Holeman erklärte, er habe im Laufe des Tages schon mehrmals versucht, ihn zu erreichen, doch der diensthabende Mitarbeiter habe ihm gesagt, Bolschakow sei in der Druckerei, um die neue Ausgabe seiner Zeitschrift fertigzustellen.
Nicht lange danach, kaum dass sie sich in die Ecke eines gemütlichen, aber unscheinbaren Restaurants in Georgetown gesetzt hatten, blickte Holeman auf seine Uhr. Auf Bolschakows Frage, ob er denn schon gehen müsse, erwiderte Holeman: »Nein, wir müssen beide gehen. Sie haben um sechs eine Verabredung mit Robert Kennedy.«
»Verdammt«, sagte Bolschakow und sah sich seinen alten Anzug und die abgetragenen Manschetten an. »Warum haben Sie mir das nicht früher gesagt?«
»Haben Sie Angst?«, fragte Holeman.
»Keine Angst, aber ich bin auf ein solches Treffen nicht vorbereitet.«
»Sie sind immer vorbereitet.« Holeman grinste.

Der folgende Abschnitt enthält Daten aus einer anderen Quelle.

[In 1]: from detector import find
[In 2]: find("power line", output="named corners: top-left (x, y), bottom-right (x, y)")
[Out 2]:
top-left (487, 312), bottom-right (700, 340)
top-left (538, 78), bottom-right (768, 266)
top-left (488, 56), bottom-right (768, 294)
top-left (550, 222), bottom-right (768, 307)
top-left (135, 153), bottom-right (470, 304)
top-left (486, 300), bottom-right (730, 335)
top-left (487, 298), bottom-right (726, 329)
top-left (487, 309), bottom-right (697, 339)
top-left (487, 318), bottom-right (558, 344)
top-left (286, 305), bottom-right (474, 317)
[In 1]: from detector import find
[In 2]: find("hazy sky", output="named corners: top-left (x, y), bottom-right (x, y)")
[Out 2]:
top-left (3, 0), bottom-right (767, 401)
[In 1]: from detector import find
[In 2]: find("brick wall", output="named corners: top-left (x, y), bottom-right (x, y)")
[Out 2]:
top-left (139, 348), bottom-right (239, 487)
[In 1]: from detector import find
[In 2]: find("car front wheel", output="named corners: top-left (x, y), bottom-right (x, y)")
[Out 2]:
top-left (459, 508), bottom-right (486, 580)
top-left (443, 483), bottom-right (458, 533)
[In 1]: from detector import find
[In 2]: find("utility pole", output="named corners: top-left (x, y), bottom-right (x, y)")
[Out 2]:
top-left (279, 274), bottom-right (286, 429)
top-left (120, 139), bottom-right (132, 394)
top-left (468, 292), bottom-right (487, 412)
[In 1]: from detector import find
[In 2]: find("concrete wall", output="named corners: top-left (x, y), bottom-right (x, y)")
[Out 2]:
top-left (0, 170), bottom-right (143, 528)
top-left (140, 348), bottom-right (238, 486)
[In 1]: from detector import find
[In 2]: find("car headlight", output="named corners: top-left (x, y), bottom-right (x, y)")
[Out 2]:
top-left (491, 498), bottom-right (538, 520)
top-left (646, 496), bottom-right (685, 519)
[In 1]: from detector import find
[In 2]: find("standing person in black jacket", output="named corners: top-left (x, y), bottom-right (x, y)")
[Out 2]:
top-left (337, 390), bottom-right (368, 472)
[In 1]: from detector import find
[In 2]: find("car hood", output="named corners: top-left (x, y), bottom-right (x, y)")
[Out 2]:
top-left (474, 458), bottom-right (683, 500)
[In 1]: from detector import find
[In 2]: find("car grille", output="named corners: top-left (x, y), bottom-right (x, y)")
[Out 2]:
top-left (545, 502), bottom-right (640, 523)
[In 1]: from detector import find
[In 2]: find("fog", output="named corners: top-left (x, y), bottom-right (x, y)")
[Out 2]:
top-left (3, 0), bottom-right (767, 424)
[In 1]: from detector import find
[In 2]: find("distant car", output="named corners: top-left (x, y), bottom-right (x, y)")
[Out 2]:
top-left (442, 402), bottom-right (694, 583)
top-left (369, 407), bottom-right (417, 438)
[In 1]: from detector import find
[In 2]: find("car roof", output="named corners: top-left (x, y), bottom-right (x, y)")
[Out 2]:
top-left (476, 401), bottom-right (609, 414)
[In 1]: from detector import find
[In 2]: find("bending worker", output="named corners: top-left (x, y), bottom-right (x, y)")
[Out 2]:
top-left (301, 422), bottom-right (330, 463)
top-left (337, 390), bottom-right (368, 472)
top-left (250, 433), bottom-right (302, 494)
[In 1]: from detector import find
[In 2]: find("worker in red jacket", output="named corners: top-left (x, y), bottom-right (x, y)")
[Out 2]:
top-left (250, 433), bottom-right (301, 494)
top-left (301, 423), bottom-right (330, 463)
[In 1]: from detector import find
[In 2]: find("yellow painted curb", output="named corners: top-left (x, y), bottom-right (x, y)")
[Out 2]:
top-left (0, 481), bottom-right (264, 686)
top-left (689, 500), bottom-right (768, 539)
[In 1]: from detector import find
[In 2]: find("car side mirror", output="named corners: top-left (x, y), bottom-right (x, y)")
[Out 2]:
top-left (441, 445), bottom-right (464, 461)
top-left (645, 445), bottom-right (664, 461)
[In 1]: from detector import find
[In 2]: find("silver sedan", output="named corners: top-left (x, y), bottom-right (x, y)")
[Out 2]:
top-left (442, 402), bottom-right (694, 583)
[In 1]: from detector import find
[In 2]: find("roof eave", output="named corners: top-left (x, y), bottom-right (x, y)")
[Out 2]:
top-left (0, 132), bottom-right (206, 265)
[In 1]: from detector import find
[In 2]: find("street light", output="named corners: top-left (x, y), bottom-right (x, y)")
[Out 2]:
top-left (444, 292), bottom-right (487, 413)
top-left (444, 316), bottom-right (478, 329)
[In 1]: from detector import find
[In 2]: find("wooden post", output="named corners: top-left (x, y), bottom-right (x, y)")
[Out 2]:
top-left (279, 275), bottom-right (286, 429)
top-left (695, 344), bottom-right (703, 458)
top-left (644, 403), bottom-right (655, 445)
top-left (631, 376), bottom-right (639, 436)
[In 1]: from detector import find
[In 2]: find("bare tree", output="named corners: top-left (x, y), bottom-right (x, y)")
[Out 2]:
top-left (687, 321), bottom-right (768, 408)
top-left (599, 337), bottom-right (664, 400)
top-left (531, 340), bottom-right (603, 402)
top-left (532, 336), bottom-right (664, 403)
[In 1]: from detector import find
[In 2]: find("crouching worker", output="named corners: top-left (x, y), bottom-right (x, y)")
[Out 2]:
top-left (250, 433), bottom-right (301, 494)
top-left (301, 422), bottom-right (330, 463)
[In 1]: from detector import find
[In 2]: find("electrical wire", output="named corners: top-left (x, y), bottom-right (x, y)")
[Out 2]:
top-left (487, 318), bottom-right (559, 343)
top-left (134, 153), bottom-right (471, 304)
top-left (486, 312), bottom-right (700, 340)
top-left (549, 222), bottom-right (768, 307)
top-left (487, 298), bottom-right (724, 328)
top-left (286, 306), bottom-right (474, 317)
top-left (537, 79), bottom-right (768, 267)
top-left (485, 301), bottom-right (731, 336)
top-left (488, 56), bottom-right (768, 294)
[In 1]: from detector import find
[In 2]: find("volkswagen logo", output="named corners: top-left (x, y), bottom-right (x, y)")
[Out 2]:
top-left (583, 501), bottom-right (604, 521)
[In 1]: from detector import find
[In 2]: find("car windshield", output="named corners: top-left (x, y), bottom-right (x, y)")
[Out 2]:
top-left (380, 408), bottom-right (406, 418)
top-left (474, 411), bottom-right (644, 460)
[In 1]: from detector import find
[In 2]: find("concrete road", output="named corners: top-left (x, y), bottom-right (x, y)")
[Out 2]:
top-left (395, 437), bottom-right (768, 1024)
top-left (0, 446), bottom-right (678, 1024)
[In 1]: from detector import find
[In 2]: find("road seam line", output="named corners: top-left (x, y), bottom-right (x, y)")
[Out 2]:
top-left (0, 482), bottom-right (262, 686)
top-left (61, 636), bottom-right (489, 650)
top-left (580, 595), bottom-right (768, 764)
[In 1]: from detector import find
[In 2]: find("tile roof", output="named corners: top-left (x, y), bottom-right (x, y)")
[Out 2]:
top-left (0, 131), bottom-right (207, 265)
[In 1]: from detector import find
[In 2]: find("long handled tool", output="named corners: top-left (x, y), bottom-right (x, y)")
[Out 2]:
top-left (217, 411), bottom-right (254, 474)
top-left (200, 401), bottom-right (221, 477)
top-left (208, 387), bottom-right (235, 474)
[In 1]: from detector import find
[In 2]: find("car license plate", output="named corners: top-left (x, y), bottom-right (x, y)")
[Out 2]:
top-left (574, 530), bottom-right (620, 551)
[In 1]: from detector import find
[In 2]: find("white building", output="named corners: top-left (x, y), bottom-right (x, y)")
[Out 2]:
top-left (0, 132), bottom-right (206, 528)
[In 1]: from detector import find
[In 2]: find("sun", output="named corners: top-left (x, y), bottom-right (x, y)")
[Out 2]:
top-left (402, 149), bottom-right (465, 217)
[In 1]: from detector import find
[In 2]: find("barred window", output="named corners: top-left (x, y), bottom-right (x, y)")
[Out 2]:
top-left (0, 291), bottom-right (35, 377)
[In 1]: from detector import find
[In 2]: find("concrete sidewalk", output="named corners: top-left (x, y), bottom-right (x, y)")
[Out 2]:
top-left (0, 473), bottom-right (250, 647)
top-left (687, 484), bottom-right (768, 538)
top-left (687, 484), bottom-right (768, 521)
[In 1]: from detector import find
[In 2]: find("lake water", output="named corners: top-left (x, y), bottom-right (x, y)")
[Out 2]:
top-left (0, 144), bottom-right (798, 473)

Im Justizministerium vertraute Bobby dem sowjetischen Agenten dann an, sein Bruder sei besorgt, dass die Spannung zwischen den beiden Ländern zum großen Teil auf eine Fehlinterpretation der jeweiligen Intentionen und Aktionen zurückzuführen sei. Durch die Erfahrung in der Schweinebucht habe sein Bruder gelernt, wie gefährlich es sei, aufgrund von falschen Informationen zu handeln. Bobby sagte Bolschakow, sein Bruder habe nach der Schweinebucht einen Fehler gemacht, als er nicht sofort die ranghohen Mitarbeiter entließ, die für die Operation verantwortlich waren.16
»Die amerikanische Regierung und der Präsident«, sagte Robert Kennedy, »befürchten, dass die sowjetische Führung die Fähigkeiten der US-Regierung und des Präsidenten selbst unterschätzt.« Die Botschaft, die Bolschakow dem Kreml übermitteln sollte, war klar: Wenn Chruschtschow versuchen sollte, die Entschlossenheit seines Bruders auf die Probe zu stellen, dann blieb dem Präsidenten nichts anderes übrig, als »korrigierende Maßnahmen zu ergreifen« und gegenüber Moskau einen härteren Kurs zu fahren.17
Robert Kennedy sagte zu Bolschakow: »Derzeit gilt unsere Hauptsorge der Lage in Berlin. Die Bedeutung dieses Themas mag nicht jedem ersichtlich sein. Der Präsident glaubt, dass weitere Missverständnisse bei unseren Einschätzungen zu Berlin einen Krieg herbeiführen könnten.« Aber gerade wegen der Komplexität der Lage, fügte Robert Kennedy hinzu, wolle der Präsident auf keinen Fall, dass sich das Gipfeltreffen in Wien auf eine Angelegenheit konzentriere, in der es so außerordentlich schwierig sei, Fortschritte zu erzielen.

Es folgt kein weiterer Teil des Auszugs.